Bütün varlıkların, her bakımdan en üstünü...
17/09/2024 Salı Köşe yazarı R.A
Dünyâ târihinde çok önemli dönüm noktaları, kilometre taşları vardır.
Bunlardan biri, “İki Cihân Güneşi Hazret-i Muhammed (aleyhisselâm)”ın dünyâyı
teşrîfleridir.
Her Peygamber, kendi zamanında, kendi mekânında, kendi
kavminin hepsinin her bakımdan en üstünüdür. Peygamberimiz Muhammed
aleyhisselâm ise, dünyâ yaratıldığı günden kıyâmet kopuncaya kadar, her
zamanda, her memlekette, gelmiş ve gelecek bütün varlıkların her bakımdan en
üstünü, en fazîletlisidir. Hiçbir kimse hiçbir bakımdan O'ndan üstün değildir.
Cenâb-ı Hak, O'nu öyle yaratmıştır.
Allahü teâlâ, bir insanda bulunabilecek
görünür-görünmez bütün iyilikleri, bütün üstünlükleri, bütün güzellikleri
“Habîb”inde toplamıştır. O'nun Hiçbir hareketinde, hiçbir işinde, hiçbir
sözünde, hiçbir zaman, hiçbir çirkinlik, hiçbir kusur görülmemiştir.
İster “Ülü’l-azm Peygamber”ler,
ister “Resûl”ler, isterse “Nebî”ler olsun; Peygamberlik vazifelerini
görmekte, Peygamberlik üstünlüklerini taşımakta, hepsi müsâvîdir, eşittir. Fakat
Peygamberlerin, birbirleri üzerinde, şerefleri, üstünlükleri vardır. “Ülü’l-azm
olan Peygamber”ler, böyle olmayanlardan ve “Resûl”ler de, “Nebî”lerden
daha üstündürler.
Ümmetlerinin çok olması, gönderildikleri memleketlerin
büyük olması, ilim ve ma’rifetlerinin çok yerlere yayılması, mu’cizelerinin
daha çok ve devâmlı olması ve kendileri için ayrı kıymetler ve ihsânlar
bulunması gibi üstünlükler bakımından, âhir zaman Peygamberi Muhammed
aleyhisselâm, bütün Peygamberlerden daha üstündür.

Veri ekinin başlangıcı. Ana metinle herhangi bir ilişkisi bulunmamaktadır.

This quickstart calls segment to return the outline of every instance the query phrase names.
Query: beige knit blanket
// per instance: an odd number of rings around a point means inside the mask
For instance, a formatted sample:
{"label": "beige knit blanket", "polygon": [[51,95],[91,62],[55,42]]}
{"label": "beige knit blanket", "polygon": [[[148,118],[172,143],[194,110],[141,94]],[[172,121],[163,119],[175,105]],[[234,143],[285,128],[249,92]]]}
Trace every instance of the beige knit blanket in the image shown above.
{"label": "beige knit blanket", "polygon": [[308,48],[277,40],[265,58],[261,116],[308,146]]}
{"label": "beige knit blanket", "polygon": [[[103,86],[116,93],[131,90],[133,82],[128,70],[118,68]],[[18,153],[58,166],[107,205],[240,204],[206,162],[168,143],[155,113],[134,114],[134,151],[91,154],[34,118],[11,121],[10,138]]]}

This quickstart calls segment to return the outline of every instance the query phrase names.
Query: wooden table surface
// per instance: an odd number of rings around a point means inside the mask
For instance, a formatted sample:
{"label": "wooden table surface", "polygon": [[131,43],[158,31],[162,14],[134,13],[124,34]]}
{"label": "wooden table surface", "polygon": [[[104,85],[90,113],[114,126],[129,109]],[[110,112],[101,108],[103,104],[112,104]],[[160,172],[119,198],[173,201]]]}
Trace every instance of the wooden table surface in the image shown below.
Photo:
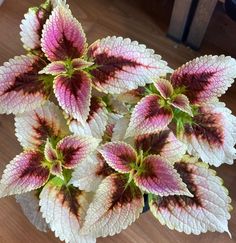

Bir insanda bulunabilecek, görünür-görünmez bütün
iyilikler, üstünlükler ve güzellikler, dünyâ ve âhiretin Efendisi, insanların
ve cinnîlerin Peygamberi olan Resûl-i Ekrem Muhammed aleyhisselâm’da
toplanmıştır. Âdemoğullarının en üstünü, en şereflisi, en kıymetlisi bulunan Muhammed
aleyhisselâm, “Habîbullah”tır. Onun Habîbullah (Allahü teâlânın en çok
sevdiği kimse) olduğunu, büyüklüğünü ve üstünlüğünü gösteren şeyler
sayılamayacak kadar çoktur.
"O’nun şahsında, Allah'ı ve Âhiret gününü umanlar
ve Allah'ı çokça hâtırlayanlar için güzel edeb ve ahlâk nümûneleri vardır" (Ahzâb,
21) âyet-i kerîmesi, Muhammed aleyhisselâmın “üsve-i hasene” [nümûne-i
imtisâl=en güzel örnek] olduğunu ne güzel ifâde etmektedir?
Yüce Rabbimiz şöyle buyurmaktadır:
“(Ey inananlar!) Andolsun
ki, size içinizden [kendinizden] öyle bir Peygamber gelmiştir ki, sizin
sıkıntıya uğramanız, ona çok ağır gelir. O, size çok düşkün [üstünüze
çokça titreyen], mü’minlere karşı çok şefkatli ve gâyet
merhametlidir." (Tevbe, 128)
İki cihân saâdetine
kavuşmak, ancak ve yalnız, dünyâ ve âhıretin Efendisi olan Muhammed
aleyhisselâma tâbi' olmaya bağlıdır. Ona tâbi' olmak için, îmân etmek ve onun
getirdiği ahkâm-ı İslâmiyyeyi öğrenmek ve yapmak lâzımdır.